As Obama prepares to hit the road for his taxpayer-funded pro-jobs bus tour later this month, it’s worth taking a look at his proposals for dealing with the country’s unemployment so far. What exactly will the president be promoting on his cross-state trip?

First, he’s likely to tout his most recent jobs pitch – an employment incentive and training program for veterans – which would give business tax breaks of $2,400 to $9,600 for hiring unemployed veterans. The $120 million plan would also reportedly provide some job training. But while the idea is obviously well-intentioned, it’s been has been panned by economists as a feel-good but ultimately ineffective plan. The Hill reports:

But economists of all stripes are far from certain that jobs proposals aimed at veterans or other targeted groups will put much of a dent in the unemployment rate, which the Labor Department said Friday stood at 9.1 percent in July.

For their part, economic analysts say that the approach outlined by the White House would certainly give at least a little boost to the economy, but also stated that the benefits of the proposals seemed to be more political than economic.

According to economists, many of the firms likely to take up the government on this tax break are ones that would probably have been hiring anyway. “In one sense, it’s like rewarding the firms that are already doing the best,” the Tax Policy Center’s Roberton Williams told The Hill. In the end, while this may give a minor, temporary boost to the unemployment rate, it doesn’t tackle the long-term problems.

Another plan Obama’s likely to point to on the bus tour is the job-creating free-trade agreements, which he’s been promoting for a few months now. The deals were penned under the Bush administration, and Republicans have been trying to push them through Congress since last winter.

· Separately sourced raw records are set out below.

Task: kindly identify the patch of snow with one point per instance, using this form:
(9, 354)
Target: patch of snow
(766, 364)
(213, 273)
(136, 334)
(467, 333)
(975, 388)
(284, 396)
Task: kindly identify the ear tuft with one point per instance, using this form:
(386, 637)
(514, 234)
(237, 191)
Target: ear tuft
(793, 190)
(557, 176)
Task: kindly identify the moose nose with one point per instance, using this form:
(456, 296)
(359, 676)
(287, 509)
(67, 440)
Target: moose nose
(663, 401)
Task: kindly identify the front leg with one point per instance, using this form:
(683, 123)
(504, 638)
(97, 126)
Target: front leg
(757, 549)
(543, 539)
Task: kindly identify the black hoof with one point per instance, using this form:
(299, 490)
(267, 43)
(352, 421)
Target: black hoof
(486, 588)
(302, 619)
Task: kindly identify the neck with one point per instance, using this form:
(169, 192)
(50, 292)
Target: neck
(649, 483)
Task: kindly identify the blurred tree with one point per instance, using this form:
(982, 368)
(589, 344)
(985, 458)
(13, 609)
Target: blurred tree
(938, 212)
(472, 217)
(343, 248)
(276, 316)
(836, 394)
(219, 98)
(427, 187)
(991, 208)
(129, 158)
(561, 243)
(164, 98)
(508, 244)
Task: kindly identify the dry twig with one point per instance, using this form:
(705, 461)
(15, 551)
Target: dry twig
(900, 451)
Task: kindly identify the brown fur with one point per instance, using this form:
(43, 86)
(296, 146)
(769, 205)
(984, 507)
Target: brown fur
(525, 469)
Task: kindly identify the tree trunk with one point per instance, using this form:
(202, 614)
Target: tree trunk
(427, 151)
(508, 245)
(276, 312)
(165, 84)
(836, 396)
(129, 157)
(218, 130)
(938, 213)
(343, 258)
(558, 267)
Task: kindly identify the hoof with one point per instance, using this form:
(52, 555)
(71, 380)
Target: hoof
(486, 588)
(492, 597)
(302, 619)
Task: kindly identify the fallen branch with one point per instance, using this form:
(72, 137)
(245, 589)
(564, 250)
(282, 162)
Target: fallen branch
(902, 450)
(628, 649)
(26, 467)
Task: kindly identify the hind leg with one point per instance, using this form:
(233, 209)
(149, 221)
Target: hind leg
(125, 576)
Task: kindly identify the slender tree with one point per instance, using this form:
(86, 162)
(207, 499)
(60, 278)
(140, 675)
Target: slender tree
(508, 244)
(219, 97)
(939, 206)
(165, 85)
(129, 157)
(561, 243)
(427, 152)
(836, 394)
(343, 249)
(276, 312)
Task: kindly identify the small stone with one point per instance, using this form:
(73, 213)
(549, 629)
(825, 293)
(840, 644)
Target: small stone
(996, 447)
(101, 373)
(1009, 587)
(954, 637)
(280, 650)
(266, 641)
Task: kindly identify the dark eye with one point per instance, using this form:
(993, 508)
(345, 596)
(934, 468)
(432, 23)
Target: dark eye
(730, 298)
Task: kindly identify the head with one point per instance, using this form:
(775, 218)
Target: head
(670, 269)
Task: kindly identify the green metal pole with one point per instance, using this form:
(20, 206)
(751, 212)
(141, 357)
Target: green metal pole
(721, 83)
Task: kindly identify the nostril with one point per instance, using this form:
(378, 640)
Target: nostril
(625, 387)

However, the agreements are strongly opposed by the labor unions, and it’s likely they’ll meet serious resistance from Democratic lawmakers.

The Hill reports the AFL-CIO is ratcheting up its opposition campaign, hosting 450 anti-trade deal events across the country during August recess in an attempt to increase grassroots pressure on Democrats.

With those as the two most serious job-creating plans the president has proposed recently, it’s no wonder employers aren’t feeling much confidence right now.